Hands up if you were at Brigg Grammar School in the early 1970s and became an educational guinea pig.
Economics was introduced as an A-level subject. The two-year course involved us having only two lessons a week in the classroom, taken by a visiting lecturer from North Lindsey College, Scunthorpe.
The bulk of the course was by correspondence. Parcels of work arrived by post and you worked your way through the syllabus. Distance learning?
We spent most of the free time which resulted from having only two set lessons a week playing darts and cards in the sixth form common room.
However, great credit is due to the lecturer. Even one of his least able students managed an A-level pass. If only of very low grade.

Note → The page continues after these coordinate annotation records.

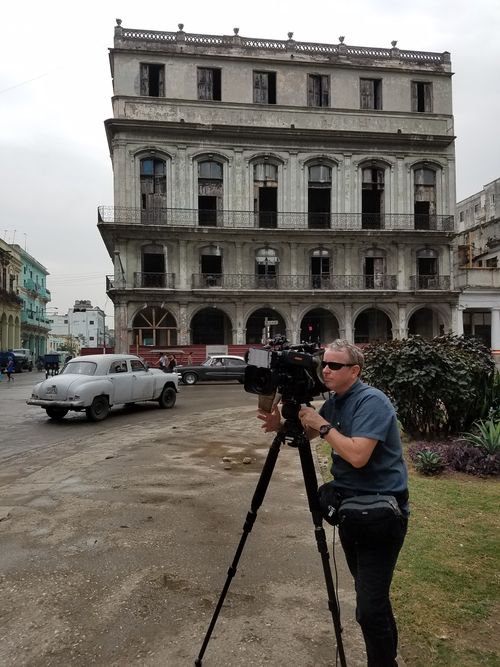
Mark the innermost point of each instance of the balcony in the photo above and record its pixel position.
(182, 217)
(430, 282)
(160, 280)
(290, 283)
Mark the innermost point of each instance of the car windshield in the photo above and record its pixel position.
(79, 368)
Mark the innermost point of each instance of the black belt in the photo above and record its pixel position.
(401, 496)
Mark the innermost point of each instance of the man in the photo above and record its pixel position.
(360, 425)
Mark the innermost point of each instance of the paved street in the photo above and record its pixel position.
(117, 536)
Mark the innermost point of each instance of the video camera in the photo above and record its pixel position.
(294, 371)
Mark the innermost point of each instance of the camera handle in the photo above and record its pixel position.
(293, 434)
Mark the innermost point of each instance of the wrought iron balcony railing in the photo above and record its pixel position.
(144, 279)
(288, 282)
(182, 217)
(430, 282)
(238, 281)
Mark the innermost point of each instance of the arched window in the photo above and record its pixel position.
(374, 269)
(266, 267)
(424, 197)
(320, 269)
(372, 198)
(265, 180)
(319, 191)
(210, 192)
(153, 190)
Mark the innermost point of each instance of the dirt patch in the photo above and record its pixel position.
(115, 553)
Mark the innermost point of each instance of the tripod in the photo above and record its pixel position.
(293, 434)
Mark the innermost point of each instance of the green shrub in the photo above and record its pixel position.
(439, 386)
(428, 462)
(486, 436)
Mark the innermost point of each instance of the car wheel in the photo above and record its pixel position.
(167, 397)
(190, 378)
(56, 413)
(99, 409)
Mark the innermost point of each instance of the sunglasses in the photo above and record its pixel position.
(334, 365)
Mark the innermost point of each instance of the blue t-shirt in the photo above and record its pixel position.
(364, 411)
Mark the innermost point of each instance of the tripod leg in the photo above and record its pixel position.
(311, 484)
(258, 497)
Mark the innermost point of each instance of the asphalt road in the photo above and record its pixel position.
(25, 427)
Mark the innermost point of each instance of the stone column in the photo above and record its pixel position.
(183, 325)
(348, 331)
(457, 320)
(495, 330)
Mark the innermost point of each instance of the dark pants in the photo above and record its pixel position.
(371, 556)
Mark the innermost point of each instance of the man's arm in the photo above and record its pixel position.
(356, 451)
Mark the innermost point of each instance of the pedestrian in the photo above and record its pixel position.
(11, 369)
(359, 423)
(162, 362)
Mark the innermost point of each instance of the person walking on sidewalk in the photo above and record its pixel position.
(10, 370)
(359, 423)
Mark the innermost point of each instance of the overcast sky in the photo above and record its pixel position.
(55, 90)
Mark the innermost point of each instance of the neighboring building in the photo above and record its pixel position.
(10, 302)
(35, 296)
(84, 321)
(478, 265)
(279, 187)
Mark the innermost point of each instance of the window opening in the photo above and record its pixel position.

It was a very interesting subject, overlapping into history and geography. So if you knew a bit about those, it certainly helped.
Elastic demand for goods and services and the influence of John Maynard Keynes' theories on the British economy are topics covered that spring readily to mind, even after all these years.
We are pleased we took the course. This showed forward-thinking on the part of Brigg Grammar School, which was so traditional in many other ways.
We were also at BGS on the final day of Saturday morning school in July 1968. Pupils used to get Wednesday afternoons off but had to go in from 9am to 12.30 on Saturdays, which everyone hated. In this respect we envied our former Glebe Road Primary School friends who had gone to Glanford Secondary Modern after the 11-plus!